I'm with Carmen :D! Portion control is not my forte :rolleyes: and it's been a rocky road figuring out how to maintain (which is much different than yo-yo'ing all over the board) :p. In fact, I don't know that I've nailed it down yet :lol:.

I know I must keep my carbs between intervention/transition levels, watch my fat intake, and exercise. Of course, now that the big M has hit ;) things aren't quite as steady as they were - but at least I'm not completely losing the battle with mother nature :thumbsup:.

Relief
07-11-2006, 10:16 AM
somedays I don't think I'm even CLOSE to knowing what long time , true maintainance is going to look like for me, since in 6 plus years of PP-ing I haven't managed to maintain for longer than about 2 weeks ( what is it you said Shadow--yo-yoing all over the place?) True, the big M and thyroid issues have played a big part but I suspect that my gain last summer had more than a litlle to do with a several weeks long love fest with sugar free Mint Milanos!!! Denial can be a dangerous thing! ...." This is sugar free--I can have that, right?"

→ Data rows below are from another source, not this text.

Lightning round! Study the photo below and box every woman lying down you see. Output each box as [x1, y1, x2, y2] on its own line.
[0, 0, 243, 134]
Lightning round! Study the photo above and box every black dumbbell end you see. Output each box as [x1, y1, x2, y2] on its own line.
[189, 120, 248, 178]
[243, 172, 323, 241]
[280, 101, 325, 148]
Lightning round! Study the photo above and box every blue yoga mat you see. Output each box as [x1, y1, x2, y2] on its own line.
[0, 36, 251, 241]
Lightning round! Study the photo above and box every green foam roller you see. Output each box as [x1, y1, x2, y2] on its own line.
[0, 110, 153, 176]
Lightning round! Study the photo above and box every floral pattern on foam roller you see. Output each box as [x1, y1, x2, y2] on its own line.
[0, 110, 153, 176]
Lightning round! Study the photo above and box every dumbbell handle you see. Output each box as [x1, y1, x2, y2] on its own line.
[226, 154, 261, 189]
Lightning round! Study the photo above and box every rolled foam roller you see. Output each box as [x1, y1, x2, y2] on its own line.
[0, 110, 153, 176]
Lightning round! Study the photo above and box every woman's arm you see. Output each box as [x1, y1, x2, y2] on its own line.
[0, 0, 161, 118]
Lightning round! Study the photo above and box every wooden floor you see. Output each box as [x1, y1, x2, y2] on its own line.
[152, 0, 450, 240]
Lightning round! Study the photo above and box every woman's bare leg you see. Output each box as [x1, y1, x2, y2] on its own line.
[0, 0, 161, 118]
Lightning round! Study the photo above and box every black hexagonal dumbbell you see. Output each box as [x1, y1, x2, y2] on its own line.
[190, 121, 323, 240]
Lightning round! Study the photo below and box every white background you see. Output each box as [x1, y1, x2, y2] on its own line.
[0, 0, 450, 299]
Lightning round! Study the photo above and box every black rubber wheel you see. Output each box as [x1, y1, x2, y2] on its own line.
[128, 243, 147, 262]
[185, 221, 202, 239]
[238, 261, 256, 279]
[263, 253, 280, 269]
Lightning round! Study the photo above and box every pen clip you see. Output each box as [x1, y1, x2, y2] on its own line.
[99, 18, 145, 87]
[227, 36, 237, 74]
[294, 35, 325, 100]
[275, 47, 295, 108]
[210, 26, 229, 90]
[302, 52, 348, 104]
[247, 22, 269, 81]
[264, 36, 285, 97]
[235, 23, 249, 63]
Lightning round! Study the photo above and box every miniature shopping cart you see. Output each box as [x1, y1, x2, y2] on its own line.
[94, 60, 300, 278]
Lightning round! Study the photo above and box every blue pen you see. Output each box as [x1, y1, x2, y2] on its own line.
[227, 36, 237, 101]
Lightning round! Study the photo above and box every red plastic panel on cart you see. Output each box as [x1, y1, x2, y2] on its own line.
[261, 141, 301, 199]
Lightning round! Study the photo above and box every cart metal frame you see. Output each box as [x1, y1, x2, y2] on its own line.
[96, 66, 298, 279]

so, currently on a loss part of the yo-yo and would still like to lose about 5 more pounds of fat-- possibly a bit more. I have to watch calories very carefully to lose. can't go over about 1200 a day and closer to 1000 is better. in order to do that I must watch portions. it is easiest if I only eat one real " meal "a day--4-6 ounces of meat and salad or veggies with controlled amounts of butter or salad dressing. and then the other two "meals" I do protein shakes or protien muffins and possibly a small snack of sugar free jello or some other low cal treat( I made some mango /mint sorbet the other day which turned out great!). I have to watch the nut snacks and the cream portions very carefully as they creep up and I stop losing.

Once I reach maintainance (again) I'm going to be in experimental land (again) discovering what I can and cannot do, though because of my past history, I'm going to be VERY conservative about changing anything! I wont be adding any more carbs than I eat now--40 to 60 is where I stay--often a lot less-- and I wont be actually changing the foods that I eat. I will hopefully be able to eat without being this vigilant about how Much and how Often I have --oh, say-ricotta pancakes--which are low carb but incredibly calorie dense.